Contrast that with the report earlier this month in the Mail on Sunday about Tony Blair's daughter, Kathryn. The newspaper reported (or manufactured, some critics suggested) a fairly dramatic attack on the decision to allow the Prime Minister's 10-year-old to enrol at the Sacred Heart High School in Hammersmith - a girls' Catholic comprehensive in west London - where 200 of the 350 applicants for places were turned away. The newspaper reported bitter complaints from parents that the Prime Minister had stolen a place which should have gone to a more local applicant. Tony Blair, no doubt angry at the thought of his daughter arriving at the school to face playground sniping about favouritism, has complained to the Press Complaints Commission.
In such circumstances the media's riposte is predictable. When it comes to questions such as how schools select their pupils, issues of public policy are involved - and, after all, Mr Blair makes the rules and his actions are legitimately judged against them. If he allows one of his ministers to condemn irresponsible parents who take children on holiday during term-time, he cannot cry foul when he does it himself and the press cry hypocrite. And when Harriet Harman sent one of her sons to grammar school, it was not just the press taking advantage of a situation then opposed by Labour Party policy (since modified) - Clare Short and other colleagues fuelled the uproar.
Yet even when such inconsistencies between the personal and the policy do not arise, newspapers justify their interest in politicians' children with the argument that it is their parents who introduce them into the public arena, to counter their image of untrustworthiness with a bit of warm family-man humanity.

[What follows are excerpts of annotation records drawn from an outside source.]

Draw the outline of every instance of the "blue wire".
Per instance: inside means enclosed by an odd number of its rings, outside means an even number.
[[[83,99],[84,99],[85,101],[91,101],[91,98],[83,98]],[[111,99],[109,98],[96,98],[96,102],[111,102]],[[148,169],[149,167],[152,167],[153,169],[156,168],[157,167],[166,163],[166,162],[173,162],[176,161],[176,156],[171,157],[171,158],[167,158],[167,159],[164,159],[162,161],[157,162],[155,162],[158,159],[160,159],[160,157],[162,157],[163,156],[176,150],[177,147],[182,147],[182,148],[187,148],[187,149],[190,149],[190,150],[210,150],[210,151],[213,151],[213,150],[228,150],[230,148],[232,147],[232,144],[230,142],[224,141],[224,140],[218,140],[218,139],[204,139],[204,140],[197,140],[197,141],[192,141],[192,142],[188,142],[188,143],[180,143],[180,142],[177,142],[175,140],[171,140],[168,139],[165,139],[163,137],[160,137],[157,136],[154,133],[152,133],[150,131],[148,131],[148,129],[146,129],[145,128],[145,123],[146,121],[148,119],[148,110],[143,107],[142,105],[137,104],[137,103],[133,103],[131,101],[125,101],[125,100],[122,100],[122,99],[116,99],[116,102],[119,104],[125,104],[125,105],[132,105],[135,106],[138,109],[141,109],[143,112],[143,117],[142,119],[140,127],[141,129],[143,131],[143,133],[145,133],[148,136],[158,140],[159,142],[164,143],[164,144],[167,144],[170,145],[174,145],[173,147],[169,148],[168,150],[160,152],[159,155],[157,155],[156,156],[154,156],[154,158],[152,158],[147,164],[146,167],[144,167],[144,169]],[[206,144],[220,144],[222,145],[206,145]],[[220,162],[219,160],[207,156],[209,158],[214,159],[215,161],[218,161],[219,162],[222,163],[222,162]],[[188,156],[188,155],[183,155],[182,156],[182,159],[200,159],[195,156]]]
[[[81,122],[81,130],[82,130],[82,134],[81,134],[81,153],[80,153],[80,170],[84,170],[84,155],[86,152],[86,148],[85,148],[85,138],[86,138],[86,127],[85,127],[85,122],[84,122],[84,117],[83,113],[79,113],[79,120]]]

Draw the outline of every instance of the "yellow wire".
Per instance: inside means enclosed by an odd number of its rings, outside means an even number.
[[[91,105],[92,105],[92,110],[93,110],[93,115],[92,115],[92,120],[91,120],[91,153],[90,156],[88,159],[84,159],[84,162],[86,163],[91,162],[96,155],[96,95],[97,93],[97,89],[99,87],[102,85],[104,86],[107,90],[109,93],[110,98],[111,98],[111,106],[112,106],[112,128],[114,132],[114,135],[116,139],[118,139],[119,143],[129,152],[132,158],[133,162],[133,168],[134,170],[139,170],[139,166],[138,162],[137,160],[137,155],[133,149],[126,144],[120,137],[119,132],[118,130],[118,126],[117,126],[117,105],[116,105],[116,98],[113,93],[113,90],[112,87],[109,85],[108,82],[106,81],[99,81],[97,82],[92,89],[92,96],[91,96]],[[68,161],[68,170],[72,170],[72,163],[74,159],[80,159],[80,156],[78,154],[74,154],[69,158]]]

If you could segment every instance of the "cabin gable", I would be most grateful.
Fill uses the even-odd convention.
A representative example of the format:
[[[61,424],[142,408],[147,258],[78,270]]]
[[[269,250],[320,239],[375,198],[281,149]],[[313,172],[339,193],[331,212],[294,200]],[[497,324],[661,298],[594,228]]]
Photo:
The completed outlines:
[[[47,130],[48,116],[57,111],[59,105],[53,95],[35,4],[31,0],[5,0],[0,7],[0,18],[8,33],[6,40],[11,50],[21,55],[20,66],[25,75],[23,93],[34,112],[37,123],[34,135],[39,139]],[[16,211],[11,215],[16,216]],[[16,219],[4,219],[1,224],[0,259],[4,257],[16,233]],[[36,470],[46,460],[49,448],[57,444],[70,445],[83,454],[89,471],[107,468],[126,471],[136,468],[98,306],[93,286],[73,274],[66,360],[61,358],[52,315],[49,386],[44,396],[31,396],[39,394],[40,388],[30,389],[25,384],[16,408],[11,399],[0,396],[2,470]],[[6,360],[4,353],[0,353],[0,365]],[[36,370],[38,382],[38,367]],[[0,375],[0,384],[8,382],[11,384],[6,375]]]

SOMETIMES THIS is an exercise in cynicism. Jonathan Aitken wheeled out his 17-year-old daughter, Victoria, to lie for him, drawing up a false statement for the High Court to back his claim that their stay in the Paris Ritz was a family holiday instead of a bit of sleazy political chicanery. He was, when his libel action collapsed, even on the point of putting her into the witness box to commit perjury in person. In the lexicon of abuse of children by politicians, this must be the hardest case to understand or forgive.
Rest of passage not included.